Often, I am asked: Why blog? Why bother with blogging and bloggers?
1. Blogs offer alternate views.
We are supposed to trust MSM because they have editors and all sorts of checks to make sure that news is accurate and impartial. Can we?
Let’s say you read this article about a project to build artificial coral reefs and relocate corals in danger of peril. Commendable, you might think, as I did. After all, “the dredging would have damaged the corals and muddied the waters, threatening their survival had they not been moved”.
And if you haven’t guessed, there is a ‘but’.
But later in the day, I came across Ria Tan’s post: Large debris on Labrador explained?
The project sounds nice in theory but something somewhere seems to have gone terribly wrong. I would have been none the wiser without Ria’s post, without this alternative view.
2. Blogs have Google juice
Ok, I admit up front that I’m plugging my mum’s cakes.
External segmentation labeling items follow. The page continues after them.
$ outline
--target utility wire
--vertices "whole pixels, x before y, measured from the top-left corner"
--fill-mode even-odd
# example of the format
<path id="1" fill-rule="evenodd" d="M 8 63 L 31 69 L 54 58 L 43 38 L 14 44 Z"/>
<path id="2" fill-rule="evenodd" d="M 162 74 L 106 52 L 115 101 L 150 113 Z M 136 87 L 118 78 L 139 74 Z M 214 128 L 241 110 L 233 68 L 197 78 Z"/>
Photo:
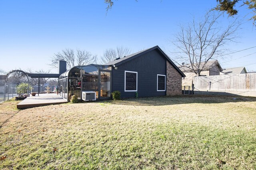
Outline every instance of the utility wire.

Still, I’m telling it as it is. This morning, my mum was sharing over breakfast that a stranger found her blog and ended up ordering Sugee Cake from her. (Most of my mum’s customers are through referrals and my aunts’ personal marketing efforts.) Apparently, a search on Google for Sugee Cake brings up a lot of entries from Malaysia. This woman was looking for homemade Sugee Cake in Singapore.
Good thing my mum blogs. Her entry is the 6th in Google for “Sugee Cake”.
The lesson here: Blogs have Google juice. If you have a minority cause, a niche expertise or an alternative pastime, you should blog. It’ll help you be found more easily through search engines and if you play your cards right, you can build a community of like-minded people through your blog.